Although popular sentiment, especially amongst today’s youth, revolves around common sense gun control, broader domestic support of the Second Amendment has consequences at home and abroad. While advancing gun ownership has been essential to the American identity, government officials may be interested in preserving Second Amendment rights only to continue to secure the $51.3 billion, as it did in 2016, in revenue that the industry collects annually. Only if the profits from this industry can be replaced by profits elsewhere — and, if continued warfare ceases to be an incentive for profit — can the American gun cartel be curtailed.

While the U.S. has maintained a diplomatic relationship with Saudi Arabia, a leader of OPEC and the largest importer of American firearms, they have maintained a “War on Drugs” against cartels in Mexico and South America. The latter conviction may only be a facade – it is American weapons that supply not only these neighboring cartels, but also the Middle Eastern factions that arise regularly to combat the volatile changes in government that have grown since U.S. involvement.

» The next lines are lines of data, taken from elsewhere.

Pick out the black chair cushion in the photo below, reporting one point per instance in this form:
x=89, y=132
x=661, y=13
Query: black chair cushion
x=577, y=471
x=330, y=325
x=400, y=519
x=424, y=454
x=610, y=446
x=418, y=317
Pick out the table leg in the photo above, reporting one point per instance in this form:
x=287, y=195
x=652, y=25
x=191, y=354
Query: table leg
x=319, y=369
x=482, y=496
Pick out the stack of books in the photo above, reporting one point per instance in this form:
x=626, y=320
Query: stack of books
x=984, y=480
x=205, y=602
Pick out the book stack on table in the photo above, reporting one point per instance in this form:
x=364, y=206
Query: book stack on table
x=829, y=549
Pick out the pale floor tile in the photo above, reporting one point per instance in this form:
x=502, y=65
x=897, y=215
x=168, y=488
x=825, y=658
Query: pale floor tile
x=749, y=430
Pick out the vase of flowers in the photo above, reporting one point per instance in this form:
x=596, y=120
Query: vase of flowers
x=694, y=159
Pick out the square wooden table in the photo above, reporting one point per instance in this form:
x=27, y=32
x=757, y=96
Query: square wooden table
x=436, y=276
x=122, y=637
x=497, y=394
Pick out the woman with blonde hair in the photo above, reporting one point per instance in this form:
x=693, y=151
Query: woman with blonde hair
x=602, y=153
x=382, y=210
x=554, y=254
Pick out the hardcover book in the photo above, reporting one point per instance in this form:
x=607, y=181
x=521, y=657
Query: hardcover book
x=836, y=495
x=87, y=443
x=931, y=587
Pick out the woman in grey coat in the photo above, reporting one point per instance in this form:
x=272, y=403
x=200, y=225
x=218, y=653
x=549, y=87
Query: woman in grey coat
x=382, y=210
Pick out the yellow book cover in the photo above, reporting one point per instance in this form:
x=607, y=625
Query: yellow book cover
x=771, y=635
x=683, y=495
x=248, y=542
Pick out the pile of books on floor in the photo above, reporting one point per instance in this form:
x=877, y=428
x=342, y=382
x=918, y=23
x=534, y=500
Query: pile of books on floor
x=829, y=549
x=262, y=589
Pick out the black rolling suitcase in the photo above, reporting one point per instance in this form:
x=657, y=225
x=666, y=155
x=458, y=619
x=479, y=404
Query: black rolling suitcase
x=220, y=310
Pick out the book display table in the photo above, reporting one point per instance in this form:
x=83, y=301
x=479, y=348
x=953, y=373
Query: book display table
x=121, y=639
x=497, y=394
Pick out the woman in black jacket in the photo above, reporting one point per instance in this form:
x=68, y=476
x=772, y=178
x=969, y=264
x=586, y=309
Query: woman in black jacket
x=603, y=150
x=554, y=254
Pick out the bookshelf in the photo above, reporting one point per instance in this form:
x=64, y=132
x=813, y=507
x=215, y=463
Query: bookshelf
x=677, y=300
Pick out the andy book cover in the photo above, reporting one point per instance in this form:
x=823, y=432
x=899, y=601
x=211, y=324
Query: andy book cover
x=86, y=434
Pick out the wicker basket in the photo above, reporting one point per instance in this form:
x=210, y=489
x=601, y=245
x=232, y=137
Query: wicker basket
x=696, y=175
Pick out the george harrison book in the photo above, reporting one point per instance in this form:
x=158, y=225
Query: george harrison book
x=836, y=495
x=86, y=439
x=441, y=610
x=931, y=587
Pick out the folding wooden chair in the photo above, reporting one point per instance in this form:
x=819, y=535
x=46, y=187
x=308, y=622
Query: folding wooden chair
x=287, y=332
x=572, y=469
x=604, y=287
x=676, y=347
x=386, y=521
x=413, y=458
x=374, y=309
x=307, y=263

Restricting the U.S. gun cartel may not end global warfare, and shutting it down completely may not be economically feasible considering the benefits for those participating in the market. However, it is important to note that however the media spins the status of American enemies, the U.S. is also complicit.

While promoting Second Amendment constitutional rights, the economic opportunities that U.S. gun policy has initiated has broad socioeconomic benefits that only serve to sustain the cartel. As the domestic firearm industry grows past its homeland borders without restriction, a conflicting world system exists that will continue to demand American firearms as long as warfare, or the potential for it, remains a viable option in international affairs. Perhaps by this policy, foreign nations can now police themselves.